El Poder que se Hereda

altar

Esta experiencia del Alto Medioevo que aún sobrevive en el Norte de España es quizá la más clara vivencia existente en el Mundo Occidental del fenómeno de transmisión del poder terrenal en la sociedad humana, desde el momento en que surgió por primera vez en la Historia el sentido de la propiedad terrenal 11,000 años AC, cuando el ser humano primitivo abandonó su vida nómada y de cazador furtivo que había llevado durante varios millones de años para crear el mundo rural que es el origen de la civilización actual.

Al mismo tiempo que fue desapareciendo la fórmula de la familia nómada tribal que tenía liderazgos circunstanciales, se fue estableciendo una nueva fórmula de liderazgo por quiénes habían creado el campo propicio para la crianza de animales comestibles que antes eran cazados por el grupo tribal. Esta nueva forma de sobrevivencia fue el origen de la actual fórmula de convivencia humana en la que un pequeño grupo de elite fue heredando sus derechos de propiedad a las nuevas generaciones de su familia. Sin que hubiesen cuestionamientos sobre el grado de equidad y de justicia en el nuevo ‘derecho natural’ que se había creado.

Como ha sucedido a través de la historia de la humanidad, el ‘homo sapiens’ ha creado mitos y mentiras para sustentar las trasmisiones de esos poderes a sus descendientes. Eso ha perdurado con ese modelo desde que surgió la primera sociedad agropecuaria en el mundo.
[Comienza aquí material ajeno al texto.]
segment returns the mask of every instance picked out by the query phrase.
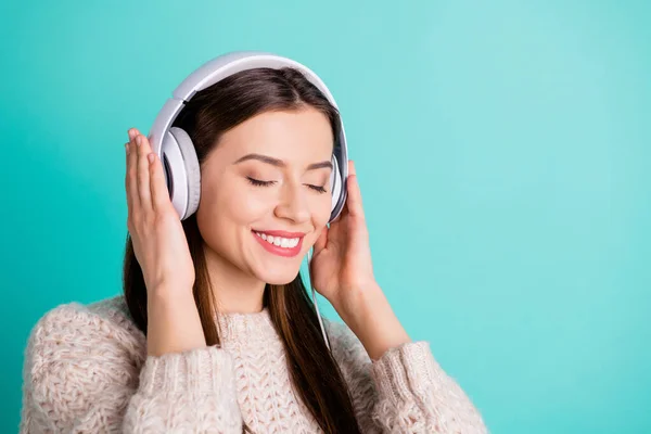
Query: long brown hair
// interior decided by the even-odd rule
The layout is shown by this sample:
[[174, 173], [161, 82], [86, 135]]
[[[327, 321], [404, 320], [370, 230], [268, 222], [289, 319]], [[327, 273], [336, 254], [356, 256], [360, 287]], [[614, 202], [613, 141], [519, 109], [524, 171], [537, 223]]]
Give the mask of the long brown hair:
[[[256, 68], [232, 75], [197, 92], [174, 125], [191, 137], [200, 162], [218, 145], [221, 135], [266, 111], [311, 106], [323, 113], [339, 137], [339, 112], [314, 85], [293, 68]], [[208, 345], [219, 345], [218, 315], [204, 256], [204, 241], [195, 216], [183, 220], [194, 261], [194, 301]], [[138, 328], [146, 333], [146, 288], [127, 235], [124, 293]], [[301, 275], [284, 285], [267, 284], [263, 305], [268, 307], [288, 355], [294, 390], [326, 433], [359, 433], [352, 399], [337, 363], [319, 329], [316, 309]], [[245, 427], [245, 431], [248, 430]]]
Y de acuerdo a las tradiciones populares y a las imágenes que han sobrevivido a través del tiempo fueron surgiendo multiples historias generando una variada mitología que todavía ejerce el control total de todas las sociedades del Planeta.

Quizá el único común denominador de todas esas mitologías es la creencia de que la mitología propia de una etnia o región es la única válida en el mundo. Detrás de la cual existe un poder divino de grandes dimensiones que es quién controla a todo el Universo. Lo mismo ha sucedido con las sociedades panteístas, con las agnósticas, con las politeístas y con las que consideran que solo existe un dios, como las judeo- cristianas y las islamistas.

Por lo que en esta nueva visita a la ciudad de Burgos en España me quiero referir a los mitos de dos importantes instalaciones religiosas que aún funcionan: La Cartuja de Santa María de Miraflores y el Monasterio de las Huelgas:

Empezaré por tratar de hacer un resumen del increíble retablo gótico de la Cartuja de Miraflores, donde entre los años de 1496 y 1499, Gil de Siloe lo realizó en madera de nogal dorada y policromada, mientras que Diego de la Cruz utilizó una técnica llamada ‘brocado aplicado’ para realizar una policromía excepcional.

De modo que los pocos cartujos residentes en el Monasterio dicen que aún aprecian el significado espiritual de ese retablo que durante más de 500 años ha enriquecido la oración de muchas generaciones de monjes cartujos, quiénes así viven con mayor intensidad los tiempos litúrgicos celebrados a lo largo del año. Ya que cada uno de esos seis relieves del altar corresponde al Nacimiento de Jesus, el Bautismo, la Resurrección, la Ascensión, el Pentecostés y la Asunción de María. Conservando esos viejos mitos medioevales en uno de los espacios más bellos que aún se conservan en el mundo.

El Monasterio de Santa María Real de las Huelgas fue construido en 1187 por el rey español Alfonso VIII de Castilla cuando se casó con Leonor de Plantagenet creando un monasterio cisterciense de monjas bernardinas. Donde acabaron alojando a gran parte de la aristocracia de Castilla con el propósito de que las mujeres de alto rango social y con sangre real pudiesen alcanzar posiciones respetables, tanto en el ámbito personal como detentoras de fueros materiales y jurídicos.

La abadesa o administradora del monasterio tenía su propio fuero que logró conservar desde el siglo XII hasta el XIX, cuando fue cancelado por el Papa Pio IX. No obstante de esa abadía surgieron infinidad de monarcas muy famosos como Alfonso XI y Enrique II de Trastámara. Además de caballeros que fueron armados antes de ser reyes, como Fernando II el Santo, Eduardo I de Inglaterra, Alfonso XI de Castilla y León, Pedro I de Castilla y Juan II.

Adenda: El período del alto medioevo en España aún conserva los mitos que permitieron las herencias del poder, tanto en los monarcas como en las jerarquías religiosas. Pero todo mundo cree que las herencias de territorios y de espacios legales son completamente justas y los consideran como un derecho natural.